Guozhi Xia

and 6 more

Aim: To assess effect of high-dose vitamin C on cardiac injury in coronavirus disease 2019 (COVID-19). Methods: The study was designed based on the severe and critically ill COVID-19 with cardiac injury. Demographics and baseline clinical characteristics were collected and analyzed in addition to laboratory examinations including inflammatory markers on admission and at 14 days after treatment from the electronic medical records. Participants were followed-up for 14 days after treatment with high-dose vitamin C in addition to conventional therapy. Result: The patients (n = 113) were categorized into the improved cardiac injury (ICI) group (n = 70) and the non-improved cardiac injury (NICI) group (n = 43).
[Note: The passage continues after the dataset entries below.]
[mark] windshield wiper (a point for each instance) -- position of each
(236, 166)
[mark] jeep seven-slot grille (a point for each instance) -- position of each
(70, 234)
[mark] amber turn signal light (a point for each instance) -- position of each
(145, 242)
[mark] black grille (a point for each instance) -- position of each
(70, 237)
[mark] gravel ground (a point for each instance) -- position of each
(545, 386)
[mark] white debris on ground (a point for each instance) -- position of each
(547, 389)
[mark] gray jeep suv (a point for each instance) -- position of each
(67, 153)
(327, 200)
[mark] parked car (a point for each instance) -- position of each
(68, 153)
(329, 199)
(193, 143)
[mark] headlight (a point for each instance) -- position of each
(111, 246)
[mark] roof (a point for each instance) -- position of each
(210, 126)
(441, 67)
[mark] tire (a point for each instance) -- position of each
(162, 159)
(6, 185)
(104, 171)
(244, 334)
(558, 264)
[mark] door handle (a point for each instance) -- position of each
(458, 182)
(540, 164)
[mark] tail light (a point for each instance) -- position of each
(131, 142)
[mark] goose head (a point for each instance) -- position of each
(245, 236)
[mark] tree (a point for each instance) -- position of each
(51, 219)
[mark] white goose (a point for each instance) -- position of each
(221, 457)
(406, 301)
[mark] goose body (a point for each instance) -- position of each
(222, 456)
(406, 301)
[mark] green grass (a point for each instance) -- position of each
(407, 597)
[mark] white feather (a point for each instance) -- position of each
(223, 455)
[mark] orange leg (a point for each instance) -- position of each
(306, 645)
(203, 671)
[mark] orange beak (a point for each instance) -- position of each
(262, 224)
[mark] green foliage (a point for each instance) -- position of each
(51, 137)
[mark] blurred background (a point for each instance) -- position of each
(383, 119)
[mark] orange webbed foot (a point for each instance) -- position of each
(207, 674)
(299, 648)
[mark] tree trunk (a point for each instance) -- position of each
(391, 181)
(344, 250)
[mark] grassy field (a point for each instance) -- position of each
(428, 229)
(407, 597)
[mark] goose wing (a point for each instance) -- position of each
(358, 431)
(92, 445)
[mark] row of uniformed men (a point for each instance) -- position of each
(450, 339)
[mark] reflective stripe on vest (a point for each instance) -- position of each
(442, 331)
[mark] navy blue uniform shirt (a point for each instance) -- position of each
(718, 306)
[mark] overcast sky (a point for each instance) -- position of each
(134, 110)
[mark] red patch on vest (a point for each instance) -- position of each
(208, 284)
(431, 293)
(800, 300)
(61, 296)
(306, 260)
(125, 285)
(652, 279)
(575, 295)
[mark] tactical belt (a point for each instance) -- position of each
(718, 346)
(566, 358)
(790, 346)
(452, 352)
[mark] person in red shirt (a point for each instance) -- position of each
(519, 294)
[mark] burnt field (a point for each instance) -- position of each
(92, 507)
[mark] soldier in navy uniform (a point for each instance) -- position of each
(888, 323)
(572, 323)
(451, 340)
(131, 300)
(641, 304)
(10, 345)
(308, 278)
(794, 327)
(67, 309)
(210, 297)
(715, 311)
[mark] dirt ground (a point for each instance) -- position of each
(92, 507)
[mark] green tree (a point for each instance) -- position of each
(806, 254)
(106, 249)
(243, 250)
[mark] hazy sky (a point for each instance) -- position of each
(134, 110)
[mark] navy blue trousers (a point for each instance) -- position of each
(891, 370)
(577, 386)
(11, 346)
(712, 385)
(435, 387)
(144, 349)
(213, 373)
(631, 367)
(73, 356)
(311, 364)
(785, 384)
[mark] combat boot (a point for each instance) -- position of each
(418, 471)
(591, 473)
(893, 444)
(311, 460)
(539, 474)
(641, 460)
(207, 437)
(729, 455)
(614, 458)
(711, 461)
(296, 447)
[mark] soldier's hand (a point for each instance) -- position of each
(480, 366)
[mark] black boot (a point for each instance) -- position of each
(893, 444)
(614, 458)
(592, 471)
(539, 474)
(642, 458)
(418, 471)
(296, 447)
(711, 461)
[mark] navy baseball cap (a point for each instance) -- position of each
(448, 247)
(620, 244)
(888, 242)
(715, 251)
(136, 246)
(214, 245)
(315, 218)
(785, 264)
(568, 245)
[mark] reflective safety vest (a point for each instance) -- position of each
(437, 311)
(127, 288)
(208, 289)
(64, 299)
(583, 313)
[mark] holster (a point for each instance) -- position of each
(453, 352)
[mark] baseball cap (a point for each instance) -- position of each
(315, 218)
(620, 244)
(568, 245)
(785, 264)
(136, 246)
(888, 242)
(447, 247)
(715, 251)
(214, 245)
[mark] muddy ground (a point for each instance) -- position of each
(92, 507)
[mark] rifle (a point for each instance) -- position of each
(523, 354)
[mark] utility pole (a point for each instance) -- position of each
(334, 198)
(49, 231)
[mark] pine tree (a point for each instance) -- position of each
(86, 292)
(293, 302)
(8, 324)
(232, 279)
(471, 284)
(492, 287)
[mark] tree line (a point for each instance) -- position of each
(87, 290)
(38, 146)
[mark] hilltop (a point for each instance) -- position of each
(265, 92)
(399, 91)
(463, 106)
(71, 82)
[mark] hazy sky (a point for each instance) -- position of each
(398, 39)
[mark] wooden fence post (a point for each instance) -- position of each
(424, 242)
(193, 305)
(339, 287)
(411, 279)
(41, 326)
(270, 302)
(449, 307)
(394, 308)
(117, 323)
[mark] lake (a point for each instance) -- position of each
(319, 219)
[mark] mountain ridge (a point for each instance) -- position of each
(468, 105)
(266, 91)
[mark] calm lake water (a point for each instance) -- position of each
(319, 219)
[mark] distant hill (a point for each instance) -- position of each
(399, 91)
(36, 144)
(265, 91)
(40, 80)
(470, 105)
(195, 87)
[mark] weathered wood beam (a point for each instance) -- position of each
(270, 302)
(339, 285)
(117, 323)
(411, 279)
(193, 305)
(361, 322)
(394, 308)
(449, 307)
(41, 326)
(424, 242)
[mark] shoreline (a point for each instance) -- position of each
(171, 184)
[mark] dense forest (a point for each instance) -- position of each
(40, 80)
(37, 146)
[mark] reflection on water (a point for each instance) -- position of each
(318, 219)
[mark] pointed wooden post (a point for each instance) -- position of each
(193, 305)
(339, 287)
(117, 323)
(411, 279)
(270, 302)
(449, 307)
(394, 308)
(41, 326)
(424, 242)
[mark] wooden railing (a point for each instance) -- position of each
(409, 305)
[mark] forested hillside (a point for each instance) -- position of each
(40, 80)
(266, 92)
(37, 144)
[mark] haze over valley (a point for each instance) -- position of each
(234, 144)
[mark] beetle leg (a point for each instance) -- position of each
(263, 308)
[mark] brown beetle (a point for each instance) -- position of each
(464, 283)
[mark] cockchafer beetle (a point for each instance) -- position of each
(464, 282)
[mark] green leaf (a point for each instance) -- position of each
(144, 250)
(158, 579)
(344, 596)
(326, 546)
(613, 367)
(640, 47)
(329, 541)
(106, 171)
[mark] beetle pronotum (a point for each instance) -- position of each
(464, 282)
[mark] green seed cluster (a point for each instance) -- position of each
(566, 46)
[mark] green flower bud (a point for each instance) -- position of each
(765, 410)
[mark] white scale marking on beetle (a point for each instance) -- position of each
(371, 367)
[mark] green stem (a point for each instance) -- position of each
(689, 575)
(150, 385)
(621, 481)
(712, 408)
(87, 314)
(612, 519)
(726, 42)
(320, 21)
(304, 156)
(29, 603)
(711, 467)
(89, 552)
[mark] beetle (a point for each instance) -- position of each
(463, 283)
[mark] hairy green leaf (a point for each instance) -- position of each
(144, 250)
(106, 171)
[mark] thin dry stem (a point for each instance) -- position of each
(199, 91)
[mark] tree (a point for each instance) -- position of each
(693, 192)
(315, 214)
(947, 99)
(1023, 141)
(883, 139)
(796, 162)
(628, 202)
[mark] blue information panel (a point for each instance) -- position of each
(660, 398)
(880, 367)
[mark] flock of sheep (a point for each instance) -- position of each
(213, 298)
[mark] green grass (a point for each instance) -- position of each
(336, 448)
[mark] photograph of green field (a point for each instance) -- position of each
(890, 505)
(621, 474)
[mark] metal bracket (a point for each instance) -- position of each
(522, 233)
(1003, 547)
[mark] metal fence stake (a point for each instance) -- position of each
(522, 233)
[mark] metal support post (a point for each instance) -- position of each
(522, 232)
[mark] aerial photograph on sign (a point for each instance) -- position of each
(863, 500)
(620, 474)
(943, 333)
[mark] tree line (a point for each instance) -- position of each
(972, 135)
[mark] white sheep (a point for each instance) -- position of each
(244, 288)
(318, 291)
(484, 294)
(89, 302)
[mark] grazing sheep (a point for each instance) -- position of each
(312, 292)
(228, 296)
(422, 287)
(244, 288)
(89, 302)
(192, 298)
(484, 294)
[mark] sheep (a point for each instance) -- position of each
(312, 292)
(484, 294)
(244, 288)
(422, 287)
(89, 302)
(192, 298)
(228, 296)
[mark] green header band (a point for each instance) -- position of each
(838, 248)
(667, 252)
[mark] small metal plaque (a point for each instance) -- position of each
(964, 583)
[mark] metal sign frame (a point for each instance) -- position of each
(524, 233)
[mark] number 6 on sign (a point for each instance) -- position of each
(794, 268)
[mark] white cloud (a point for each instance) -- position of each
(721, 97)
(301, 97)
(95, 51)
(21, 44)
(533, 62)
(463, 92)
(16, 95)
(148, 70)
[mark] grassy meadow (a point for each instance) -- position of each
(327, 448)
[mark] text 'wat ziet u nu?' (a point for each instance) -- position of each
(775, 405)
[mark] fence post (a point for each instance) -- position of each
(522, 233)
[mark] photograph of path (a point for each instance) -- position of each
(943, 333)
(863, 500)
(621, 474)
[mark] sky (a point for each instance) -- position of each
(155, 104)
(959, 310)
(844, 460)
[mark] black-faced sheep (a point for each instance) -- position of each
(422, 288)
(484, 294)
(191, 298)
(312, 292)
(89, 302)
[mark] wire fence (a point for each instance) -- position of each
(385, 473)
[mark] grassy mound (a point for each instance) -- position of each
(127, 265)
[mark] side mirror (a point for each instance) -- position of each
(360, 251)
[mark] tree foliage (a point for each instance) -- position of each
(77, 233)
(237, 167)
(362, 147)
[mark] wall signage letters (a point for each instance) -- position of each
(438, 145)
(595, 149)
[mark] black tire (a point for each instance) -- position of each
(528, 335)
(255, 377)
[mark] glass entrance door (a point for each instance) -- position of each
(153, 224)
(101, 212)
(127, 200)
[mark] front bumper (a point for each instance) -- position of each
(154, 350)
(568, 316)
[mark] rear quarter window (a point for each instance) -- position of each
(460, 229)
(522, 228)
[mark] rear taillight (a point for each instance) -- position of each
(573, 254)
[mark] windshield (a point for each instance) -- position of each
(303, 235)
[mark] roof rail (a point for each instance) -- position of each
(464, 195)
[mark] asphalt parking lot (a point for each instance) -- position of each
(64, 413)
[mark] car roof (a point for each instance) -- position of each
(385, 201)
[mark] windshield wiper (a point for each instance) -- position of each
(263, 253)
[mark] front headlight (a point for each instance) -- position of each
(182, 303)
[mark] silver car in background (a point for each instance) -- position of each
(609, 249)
Overall, 51 (45.1%) patients were administrated with high-dose vitamin C, the percentages of patients treated with high-dose vitamin C were higher in the ICI group than that in the NICI group (52.8% vs 32.5%, P = 0.035). Further analysis showed that concentrations of high-sensitivity C-reactive protein (hs-CRP), tumor necrosis factor (TNF)-α, interleukin-2 receptor (IL-2R), IL-6 and IL-8 significantly decreased at 14 days after treatment in patients treated with high-dose vitamin C compared with those in patients administrated without high-dose vitamin C. Meanwhile, similar results were also observed regarding changes in inflammatory markers from baseline to 14 days after treatment in patients receiving high-dose vitamin C. Conclusion: High-dose vitamin C can improve cardiac injury through preventing hyper-inflammatory response in severe and critically ill COVID-19.